Following a public hearing last week, the LISD Board of Trustees approved of the use of unassigned epinephrine on district campuses in accordance with Texas Education Code (TEC).
Our intention is to have this important health care tool in place during the next school year.
Epinephrine is a prescription medication used to treat very serious allergic reactions to insect stings or bites, food, drugs or other substances. Epinephrine acts quickly to improve breathing, stimulate the heart, raise a dropping blood pressure, reverse hives and reduce swelling of the face, lips and throat. Without the immediate administration of epinephrine, those who are having a severe allergic reaction can go into anaphylactic shock, which can be fatal.
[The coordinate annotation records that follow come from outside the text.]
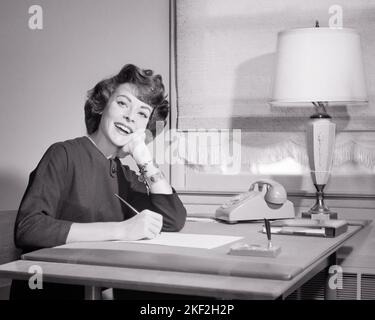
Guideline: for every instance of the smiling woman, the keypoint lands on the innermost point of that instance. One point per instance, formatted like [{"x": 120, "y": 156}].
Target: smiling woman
[{"x": 70, "y": 196}]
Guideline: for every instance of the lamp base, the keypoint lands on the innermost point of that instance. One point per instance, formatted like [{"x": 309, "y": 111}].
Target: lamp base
[{"x": 319, "y": 211}]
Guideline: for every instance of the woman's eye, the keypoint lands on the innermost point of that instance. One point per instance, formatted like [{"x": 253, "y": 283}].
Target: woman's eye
[
  {"x": 121, "y": 103},
  {"x": 143, "y": 115}
]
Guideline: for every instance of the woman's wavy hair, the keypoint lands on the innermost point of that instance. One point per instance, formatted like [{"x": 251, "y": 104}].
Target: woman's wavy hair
[{"x": 148, "y": 87}]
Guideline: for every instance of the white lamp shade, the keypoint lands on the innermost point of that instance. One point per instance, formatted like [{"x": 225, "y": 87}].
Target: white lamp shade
[{"x": 318, "y": 64}]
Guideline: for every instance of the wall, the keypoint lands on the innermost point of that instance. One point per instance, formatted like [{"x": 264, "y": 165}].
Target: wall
[{"x": 45, "y": 73}]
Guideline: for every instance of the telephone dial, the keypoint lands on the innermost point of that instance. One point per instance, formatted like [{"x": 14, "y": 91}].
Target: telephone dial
[{"x": 265, "y": 199}]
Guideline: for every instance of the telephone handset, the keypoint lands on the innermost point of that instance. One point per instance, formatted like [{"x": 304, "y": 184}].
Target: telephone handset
[{"x": 265, "y": 199}]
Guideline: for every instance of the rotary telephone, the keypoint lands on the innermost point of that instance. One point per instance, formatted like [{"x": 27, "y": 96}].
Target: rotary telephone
[{"x": 265, "y": 199}]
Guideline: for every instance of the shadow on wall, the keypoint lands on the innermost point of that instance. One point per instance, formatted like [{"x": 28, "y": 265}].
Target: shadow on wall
[{"x": 12, "y": 187}]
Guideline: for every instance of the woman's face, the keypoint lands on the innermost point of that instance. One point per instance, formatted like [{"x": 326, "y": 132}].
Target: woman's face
[{"x": 123, "y": 115}]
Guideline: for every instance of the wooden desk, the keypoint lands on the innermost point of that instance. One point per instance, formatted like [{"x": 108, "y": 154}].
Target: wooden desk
[{"x": 312, "y": 254}]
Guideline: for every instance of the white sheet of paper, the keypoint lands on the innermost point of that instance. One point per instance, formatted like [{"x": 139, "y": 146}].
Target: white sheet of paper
[{"x": 190, "y": 240}]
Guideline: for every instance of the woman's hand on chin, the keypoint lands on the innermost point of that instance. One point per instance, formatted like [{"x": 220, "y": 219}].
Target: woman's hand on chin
[{"x": 136, "y": 147}]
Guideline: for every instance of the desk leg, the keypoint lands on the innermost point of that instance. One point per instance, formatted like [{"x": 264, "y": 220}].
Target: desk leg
[
  {"x": 93, "y": 293},
  {"x": 330, "y": 293}
]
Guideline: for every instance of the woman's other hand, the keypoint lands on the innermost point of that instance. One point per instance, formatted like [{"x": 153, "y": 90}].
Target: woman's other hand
[{"x": 147, "y": 224}]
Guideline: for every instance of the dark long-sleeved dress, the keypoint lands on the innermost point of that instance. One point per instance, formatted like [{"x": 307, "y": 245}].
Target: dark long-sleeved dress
[{"x": 75, "y": 182}]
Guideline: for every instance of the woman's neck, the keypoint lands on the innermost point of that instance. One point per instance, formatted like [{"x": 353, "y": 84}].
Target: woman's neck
[{"x": 104, "y": 146}]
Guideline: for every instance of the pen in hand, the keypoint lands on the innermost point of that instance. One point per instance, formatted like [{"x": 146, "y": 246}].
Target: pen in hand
[
  {"x": 268, "y": 230},
  {"x": 129, "y": 206}
]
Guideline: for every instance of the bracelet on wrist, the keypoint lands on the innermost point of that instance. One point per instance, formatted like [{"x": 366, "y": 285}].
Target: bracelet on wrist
[{"x": 150, "y": 179}]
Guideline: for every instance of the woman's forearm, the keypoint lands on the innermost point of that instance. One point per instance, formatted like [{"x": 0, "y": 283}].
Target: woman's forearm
[
  {"x": 95, "y": 231},
  {"x": 157, "y": 181}
]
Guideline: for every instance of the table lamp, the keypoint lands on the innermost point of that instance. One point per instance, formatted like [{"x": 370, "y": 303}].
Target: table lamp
[{"x": 319, "y": 67}]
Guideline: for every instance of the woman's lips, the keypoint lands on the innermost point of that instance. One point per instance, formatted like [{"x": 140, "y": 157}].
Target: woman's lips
[{"x": 123, "y": 129}]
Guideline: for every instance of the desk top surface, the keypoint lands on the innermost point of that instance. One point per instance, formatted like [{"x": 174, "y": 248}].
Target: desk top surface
[{"x": 266, "y": 277}]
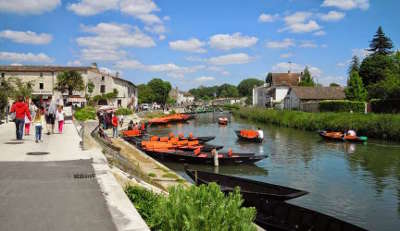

LISD students with known anaphylactic reactions have parent-provided epinephrine, known as assigned epinephrine. The Baylor College of Medicine, though, warns that 20 percent of children will have their first episode of an allergic reaction — and in some of those cases anaphylaxis — in schools. That is why LISD believes that such an effective emergency treatment, known as unassigned epinephrine, should be available for all students.
Physician oversight will be secured before the program takes effect, and LISD will thoroughly train staff who have the responsibility of administering the unassigned epinephrine. If a student shows signs of an anaphylactic event and was not diagnosed by a doctor, administering an unassigned epinephrine may be life-saving.
We are fortunate to have a team of health care professionals that dedicate their time and efforts to our highest priority: keeping our students safe. In the hands of our highly trained and caring health care professionals, unassigned epinephrine is another important tool to ensure that students are safe in our care.